Many factors reportedly affect AMD occurrence, including aging, smoking, family history, sunlight exposure, oxidative stress, hypertension, and inflammation [13,21-24]. A series of studies have confirmed that the complement cascade and immune mechanism-mediated inflammatory reaction are critical factors in the onset and development of AMD [25,26]. AMD is now regarded as a persistent, low-grade, chronic, inflammatory disease.

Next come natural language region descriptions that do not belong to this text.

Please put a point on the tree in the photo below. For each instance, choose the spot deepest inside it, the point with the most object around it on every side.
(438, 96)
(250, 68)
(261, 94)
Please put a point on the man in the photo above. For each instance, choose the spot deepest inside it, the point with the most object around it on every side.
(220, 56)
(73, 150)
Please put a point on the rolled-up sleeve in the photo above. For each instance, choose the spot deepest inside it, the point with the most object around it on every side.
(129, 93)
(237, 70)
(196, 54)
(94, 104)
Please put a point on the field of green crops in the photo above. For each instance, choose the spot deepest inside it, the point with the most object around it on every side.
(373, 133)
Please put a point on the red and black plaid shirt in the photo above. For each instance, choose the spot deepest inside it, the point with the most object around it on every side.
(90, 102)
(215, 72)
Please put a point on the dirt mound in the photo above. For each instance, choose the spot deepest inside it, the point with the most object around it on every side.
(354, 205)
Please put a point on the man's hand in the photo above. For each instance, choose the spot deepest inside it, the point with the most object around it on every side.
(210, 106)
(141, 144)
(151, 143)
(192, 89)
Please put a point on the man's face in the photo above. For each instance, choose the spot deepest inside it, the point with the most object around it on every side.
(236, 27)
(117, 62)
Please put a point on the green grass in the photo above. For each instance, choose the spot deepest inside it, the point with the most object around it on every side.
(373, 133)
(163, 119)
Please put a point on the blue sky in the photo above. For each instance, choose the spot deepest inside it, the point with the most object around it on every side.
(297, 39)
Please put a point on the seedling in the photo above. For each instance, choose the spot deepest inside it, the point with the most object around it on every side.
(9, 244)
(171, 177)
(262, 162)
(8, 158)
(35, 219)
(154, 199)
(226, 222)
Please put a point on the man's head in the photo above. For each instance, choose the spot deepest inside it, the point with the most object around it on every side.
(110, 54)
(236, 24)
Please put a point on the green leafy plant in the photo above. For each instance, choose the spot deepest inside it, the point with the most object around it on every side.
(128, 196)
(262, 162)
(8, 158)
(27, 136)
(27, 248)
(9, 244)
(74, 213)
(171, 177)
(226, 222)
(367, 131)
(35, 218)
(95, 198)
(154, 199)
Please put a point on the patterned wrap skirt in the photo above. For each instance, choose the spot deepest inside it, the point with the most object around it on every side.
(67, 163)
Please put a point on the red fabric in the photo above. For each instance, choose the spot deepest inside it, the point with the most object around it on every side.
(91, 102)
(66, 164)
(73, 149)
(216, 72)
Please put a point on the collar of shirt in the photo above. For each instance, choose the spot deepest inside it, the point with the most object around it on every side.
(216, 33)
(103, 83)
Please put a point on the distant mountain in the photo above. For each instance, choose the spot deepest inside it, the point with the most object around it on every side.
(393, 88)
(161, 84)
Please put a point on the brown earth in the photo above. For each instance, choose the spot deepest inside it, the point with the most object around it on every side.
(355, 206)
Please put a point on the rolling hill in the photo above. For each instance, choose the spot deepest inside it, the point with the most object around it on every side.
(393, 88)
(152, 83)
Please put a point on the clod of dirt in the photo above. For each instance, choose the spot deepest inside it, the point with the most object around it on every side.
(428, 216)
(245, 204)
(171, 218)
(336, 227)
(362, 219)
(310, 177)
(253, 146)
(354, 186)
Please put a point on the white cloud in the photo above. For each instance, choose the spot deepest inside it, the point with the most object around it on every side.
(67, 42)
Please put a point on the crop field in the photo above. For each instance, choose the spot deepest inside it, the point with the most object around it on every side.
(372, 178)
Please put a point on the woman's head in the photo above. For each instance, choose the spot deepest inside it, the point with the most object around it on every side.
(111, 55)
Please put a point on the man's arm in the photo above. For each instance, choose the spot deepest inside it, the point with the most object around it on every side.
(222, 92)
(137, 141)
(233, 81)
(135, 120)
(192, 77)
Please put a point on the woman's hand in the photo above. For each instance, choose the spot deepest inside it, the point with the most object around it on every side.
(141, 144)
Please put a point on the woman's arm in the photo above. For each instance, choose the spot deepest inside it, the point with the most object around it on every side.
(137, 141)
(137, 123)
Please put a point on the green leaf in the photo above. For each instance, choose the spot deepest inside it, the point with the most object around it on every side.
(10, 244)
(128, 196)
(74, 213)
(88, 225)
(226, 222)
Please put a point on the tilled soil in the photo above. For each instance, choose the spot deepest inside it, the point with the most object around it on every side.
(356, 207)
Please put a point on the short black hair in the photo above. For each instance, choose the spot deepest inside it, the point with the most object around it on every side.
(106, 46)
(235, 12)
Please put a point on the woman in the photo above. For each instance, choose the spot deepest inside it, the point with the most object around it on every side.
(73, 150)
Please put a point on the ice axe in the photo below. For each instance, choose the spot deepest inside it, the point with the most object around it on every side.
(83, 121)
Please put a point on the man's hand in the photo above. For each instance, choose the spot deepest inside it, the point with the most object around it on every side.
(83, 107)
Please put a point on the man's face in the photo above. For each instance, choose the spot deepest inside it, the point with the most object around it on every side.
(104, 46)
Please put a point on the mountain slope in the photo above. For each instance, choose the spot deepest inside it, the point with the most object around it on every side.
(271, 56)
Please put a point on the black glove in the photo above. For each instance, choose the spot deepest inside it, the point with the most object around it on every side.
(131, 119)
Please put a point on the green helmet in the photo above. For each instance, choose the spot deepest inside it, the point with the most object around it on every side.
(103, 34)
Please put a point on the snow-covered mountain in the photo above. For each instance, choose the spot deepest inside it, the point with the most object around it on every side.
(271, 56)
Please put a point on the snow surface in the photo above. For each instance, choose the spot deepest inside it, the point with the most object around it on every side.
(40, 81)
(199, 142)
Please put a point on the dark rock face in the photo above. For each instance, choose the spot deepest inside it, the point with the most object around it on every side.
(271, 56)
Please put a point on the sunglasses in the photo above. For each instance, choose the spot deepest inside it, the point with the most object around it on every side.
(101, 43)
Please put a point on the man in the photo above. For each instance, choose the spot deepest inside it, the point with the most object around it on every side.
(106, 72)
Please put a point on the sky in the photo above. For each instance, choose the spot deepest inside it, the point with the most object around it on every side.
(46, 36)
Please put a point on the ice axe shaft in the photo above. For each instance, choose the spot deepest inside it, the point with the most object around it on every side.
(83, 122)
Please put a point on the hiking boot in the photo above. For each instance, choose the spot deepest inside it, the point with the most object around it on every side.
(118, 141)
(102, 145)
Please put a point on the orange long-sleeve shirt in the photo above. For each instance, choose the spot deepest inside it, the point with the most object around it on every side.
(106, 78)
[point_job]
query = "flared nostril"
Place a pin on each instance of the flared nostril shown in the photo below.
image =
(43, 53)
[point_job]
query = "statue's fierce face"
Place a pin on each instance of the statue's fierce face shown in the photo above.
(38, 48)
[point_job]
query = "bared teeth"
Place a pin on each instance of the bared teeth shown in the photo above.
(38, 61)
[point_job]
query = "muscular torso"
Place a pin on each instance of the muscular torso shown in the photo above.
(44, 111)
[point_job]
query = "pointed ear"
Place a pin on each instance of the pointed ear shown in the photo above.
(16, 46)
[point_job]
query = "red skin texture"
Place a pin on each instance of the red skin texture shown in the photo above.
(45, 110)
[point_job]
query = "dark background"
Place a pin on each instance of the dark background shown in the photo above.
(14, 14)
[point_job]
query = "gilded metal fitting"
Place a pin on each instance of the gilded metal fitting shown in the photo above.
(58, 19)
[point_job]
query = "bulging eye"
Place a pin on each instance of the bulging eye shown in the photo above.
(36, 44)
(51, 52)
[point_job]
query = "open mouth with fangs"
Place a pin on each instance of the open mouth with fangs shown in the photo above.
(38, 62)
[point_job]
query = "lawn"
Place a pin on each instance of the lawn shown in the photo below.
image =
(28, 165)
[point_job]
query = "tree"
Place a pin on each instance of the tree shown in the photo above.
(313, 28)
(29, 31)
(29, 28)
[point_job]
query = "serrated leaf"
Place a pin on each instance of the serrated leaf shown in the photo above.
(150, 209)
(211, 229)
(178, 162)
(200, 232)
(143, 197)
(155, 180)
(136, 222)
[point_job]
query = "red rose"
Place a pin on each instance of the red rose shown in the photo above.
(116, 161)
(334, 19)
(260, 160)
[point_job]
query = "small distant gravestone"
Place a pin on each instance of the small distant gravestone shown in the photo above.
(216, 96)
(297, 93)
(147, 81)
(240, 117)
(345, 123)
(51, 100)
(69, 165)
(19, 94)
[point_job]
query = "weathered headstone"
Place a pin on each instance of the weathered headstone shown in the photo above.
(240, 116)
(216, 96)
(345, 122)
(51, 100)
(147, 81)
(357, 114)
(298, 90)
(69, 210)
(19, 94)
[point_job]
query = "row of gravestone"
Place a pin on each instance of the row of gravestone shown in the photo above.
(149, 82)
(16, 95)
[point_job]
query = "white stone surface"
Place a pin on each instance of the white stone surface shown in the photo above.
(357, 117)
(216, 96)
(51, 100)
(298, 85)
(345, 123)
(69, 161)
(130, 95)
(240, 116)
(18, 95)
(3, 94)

MCP-1 is an important inflammatory factor, and exerts important influences on immunity-related diseases. MCP-1 is secreted by multiple cell types, including mononuclear cells, macrophages, endothelial cells, and smooth muscle cells, and it functions mainly by promoting the mononuclear migration circulating in blood and differentiating into macrophages [27]. Jonas et al. measured the concentration of cytokines in the aqueous humor of eyes with exudative AMD, and detected dramatically higher concentrations of MCP-1, which supports the pivotal effects of MCP-1 on AMD progression [14]. Rs1024611 seats on positions -2518 in MCP-1 5′-flnking region with the allele mutation of A to G, and can affect MCP-1 transcription activity [15]; it is reportedly linked to myocardial infarction (MI) and diabetic retinopathy (DR) [28,29]. Moreover, Sun et al. demonstrated that rs1024611 polymorphism is significantly correlated with MCP-1 expression [30]. However, few studies have been performed to explore the genetic association between MCP-1 gene polymorphisms and AMD susceptibility in the Chinese Han population.

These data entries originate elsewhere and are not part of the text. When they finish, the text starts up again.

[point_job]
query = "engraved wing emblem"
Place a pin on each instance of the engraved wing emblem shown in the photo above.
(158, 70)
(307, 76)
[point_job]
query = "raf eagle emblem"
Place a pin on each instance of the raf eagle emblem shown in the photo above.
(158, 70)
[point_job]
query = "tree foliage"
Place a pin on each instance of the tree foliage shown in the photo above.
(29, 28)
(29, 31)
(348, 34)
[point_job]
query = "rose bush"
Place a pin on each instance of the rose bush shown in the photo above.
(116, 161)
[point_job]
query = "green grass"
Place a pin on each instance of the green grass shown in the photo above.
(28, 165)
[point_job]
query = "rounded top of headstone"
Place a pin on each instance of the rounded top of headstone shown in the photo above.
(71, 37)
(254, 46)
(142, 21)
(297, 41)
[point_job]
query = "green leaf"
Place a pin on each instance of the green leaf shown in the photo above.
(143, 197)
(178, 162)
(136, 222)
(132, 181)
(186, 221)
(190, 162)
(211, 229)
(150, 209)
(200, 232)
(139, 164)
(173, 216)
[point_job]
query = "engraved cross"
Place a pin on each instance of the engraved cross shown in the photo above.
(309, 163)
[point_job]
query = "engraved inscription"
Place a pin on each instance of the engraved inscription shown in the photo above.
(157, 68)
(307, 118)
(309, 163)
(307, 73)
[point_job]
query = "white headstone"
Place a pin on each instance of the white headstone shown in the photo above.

Our research assessed the potential association of the MCP-1 gene rs1024611 and rs3760396 variants with AMD among Chinese Han people. A strong association was found between MCP-1 gene rs1024611 variant and AMD susceptibility. We noted that the rs1024611 GG genotype and the G allele increased individual susceptibility to AMD. This result was consistent with previous studies. Sharma reported that GG genotype and G allele of MCP-1 rs1024611 variant are significantly correlated with increased risk of AMD in Indians [31]. However, Bonyadi found that CCL2–2518 (rs1024611) was not significantly association with AMD in Iranians [32]. This may derive from genotype distribution differences of rs1024611 in various ethnic populations. Reportedly, rs3760396 is a risk factor for lung cancer in a subtype-specific manner among Chinese Han people [31]. However, in the present study, no substantial link emerged between rs3760396 variant and AMD susceptibility. In addition, a strong linkage disequilibrium was found between rs1024611 and rs3760396 polymorphisms, and haplotype Ars1024611–Crs3760396 significantly decreased the individual susceptibility to AMD in this study population. It was worth noting that G allele in rs1024611 was still found in more than 50% of subjects in the control group. Combined with the results of haplotype analysis, we speculated that the single-polymorphism locus might not result in significant changes in gene function. Interactions between genetic factors and environmental factors might also be involved in the pathogenesis of AMD. Further investigations are required to address the issue.

Our study has certain limitations. Firstly, the relatively small sample size reduced the statistical power of our results. Second, only a single Han population was included, which might have biased our results. Third, the molecular mechanisms underlying the association of rs1024611 polymorphism with AMD risk were not explored in our study, nor did we assess whether rs1024611 confers risk of AMD through altering MCP-1 expression or structure. We also did not study the interaction of gene polymorphisms and environmental factors. Thus, further studies with larger sample sizes and multiple ethnic groups are required to verify our findings.

Conclusions

In conclusion, MCP-1 rs1024611 polymorphism appears to contribute to the risk of AMD among Chinese Han people, but rs3760396 does not. In addition, the interaction of rs1024611 and rs3760396 may influence individual susceptibility to AMD.